Orthopaedics and traumatology departments are dominated by patients with proximal femoral fractures, who represent 20-30% of all patients treated there. The aim of this study was identification and evaluation of factors influencing treatment of proximal femoral fractures. Between 2008 and 2015, we treated 424 femoral neck fractures and 442 trochanteric fractures in patients over 40 y/o. The impact of fracture location (femoral neck/trochanteric), character (non-displaced/displaced) and the patient's general condition (metrical/biological age, health condition) on qualification and treatment used (fixations/hip pro-sthesis/non-operative) was analyzed. The results show a significant impact of factors such as type of fracture and general health condition on treatment method selection (mainly in femoral neck fractures). The distinction between non-displaced and displaced fractures is significant in preoperative qualification. For displaced femoral neck fractures, total hip replacement (non-cemented) was performed in patients between 55 and 65 y/o, while total hip replacement (cemented) and hemiarthroplasty (bipolar/Austin Moore's) in patients between 75 and 90 y/o. In lateral fractures of the femoral neck, mostly total hip replacement and occasionally proximal femoral nail fixation was performed.
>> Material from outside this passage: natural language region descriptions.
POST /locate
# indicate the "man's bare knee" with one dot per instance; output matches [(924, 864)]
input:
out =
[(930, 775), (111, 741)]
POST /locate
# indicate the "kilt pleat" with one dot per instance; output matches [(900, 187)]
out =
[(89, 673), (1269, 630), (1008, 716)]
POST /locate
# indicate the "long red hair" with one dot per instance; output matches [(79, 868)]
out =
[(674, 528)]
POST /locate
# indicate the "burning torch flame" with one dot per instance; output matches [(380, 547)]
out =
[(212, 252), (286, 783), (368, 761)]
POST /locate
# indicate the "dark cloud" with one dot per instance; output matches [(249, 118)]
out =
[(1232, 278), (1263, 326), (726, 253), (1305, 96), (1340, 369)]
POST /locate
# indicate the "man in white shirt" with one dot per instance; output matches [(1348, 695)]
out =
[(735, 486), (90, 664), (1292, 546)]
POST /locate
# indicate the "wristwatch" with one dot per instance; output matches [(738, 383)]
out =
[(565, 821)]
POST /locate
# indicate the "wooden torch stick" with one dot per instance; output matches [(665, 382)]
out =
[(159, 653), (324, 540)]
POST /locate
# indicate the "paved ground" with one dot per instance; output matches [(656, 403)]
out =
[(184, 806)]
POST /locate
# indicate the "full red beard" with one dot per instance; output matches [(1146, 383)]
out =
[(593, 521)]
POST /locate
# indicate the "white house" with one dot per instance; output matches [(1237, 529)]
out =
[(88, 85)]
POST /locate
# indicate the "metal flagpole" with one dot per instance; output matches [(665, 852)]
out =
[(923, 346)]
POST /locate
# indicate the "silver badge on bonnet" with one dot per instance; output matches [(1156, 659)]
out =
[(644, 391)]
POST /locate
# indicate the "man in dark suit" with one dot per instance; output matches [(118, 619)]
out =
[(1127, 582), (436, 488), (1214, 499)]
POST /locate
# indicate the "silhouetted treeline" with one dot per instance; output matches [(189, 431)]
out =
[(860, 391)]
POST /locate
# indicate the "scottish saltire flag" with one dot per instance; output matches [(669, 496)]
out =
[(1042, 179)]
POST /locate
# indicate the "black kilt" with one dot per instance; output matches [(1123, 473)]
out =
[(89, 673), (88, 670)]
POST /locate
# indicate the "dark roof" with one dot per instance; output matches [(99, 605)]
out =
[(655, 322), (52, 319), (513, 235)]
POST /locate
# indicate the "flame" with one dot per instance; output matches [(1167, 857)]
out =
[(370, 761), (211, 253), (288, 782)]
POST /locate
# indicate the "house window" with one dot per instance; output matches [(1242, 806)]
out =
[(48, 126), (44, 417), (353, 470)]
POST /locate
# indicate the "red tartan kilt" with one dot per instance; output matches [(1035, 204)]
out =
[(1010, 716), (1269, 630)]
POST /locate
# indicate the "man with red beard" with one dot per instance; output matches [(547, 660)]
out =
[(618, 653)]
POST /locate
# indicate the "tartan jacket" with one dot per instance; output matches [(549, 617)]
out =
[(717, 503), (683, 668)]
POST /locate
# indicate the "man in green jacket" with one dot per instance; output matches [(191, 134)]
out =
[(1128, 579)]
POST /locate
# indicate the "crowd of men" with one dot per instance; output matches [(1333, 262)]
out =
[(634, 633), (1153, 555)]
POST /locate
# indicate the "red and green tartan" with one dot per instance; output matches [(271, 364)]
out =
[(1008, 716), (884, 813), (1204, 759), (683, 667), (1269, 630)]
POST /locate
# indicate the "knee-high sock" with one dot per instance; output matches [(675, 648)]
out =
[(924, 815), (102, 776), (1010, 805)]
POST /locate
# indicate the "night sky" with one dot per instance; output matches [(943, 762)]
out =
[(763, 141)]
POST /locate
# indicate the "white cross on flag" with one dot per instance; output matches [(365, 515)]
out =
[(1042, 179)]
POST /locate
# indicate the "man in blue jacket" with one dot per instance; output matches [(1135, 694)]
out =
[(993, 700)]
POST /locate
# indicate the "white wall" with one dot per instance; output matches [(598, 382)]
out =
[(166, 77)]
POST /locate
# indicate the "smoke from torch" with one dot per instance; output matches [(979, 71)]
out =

The importance of qualification factors was much lower in preoperative qualification of trochanteric fractures, where internal fixation remains the primary method of treatment and total hip replacement was only used in patients with co-existing coxarthrosis. 1. The biggest impact on selection of femoral neck fractures treatment method was exerted by the degree of displacement of bone fragments, age and the patient's pre-injury walking status. 2. Besides general condition, the presence of coxarthrosis was the most important factor influencing trochanteric fracture treatment method.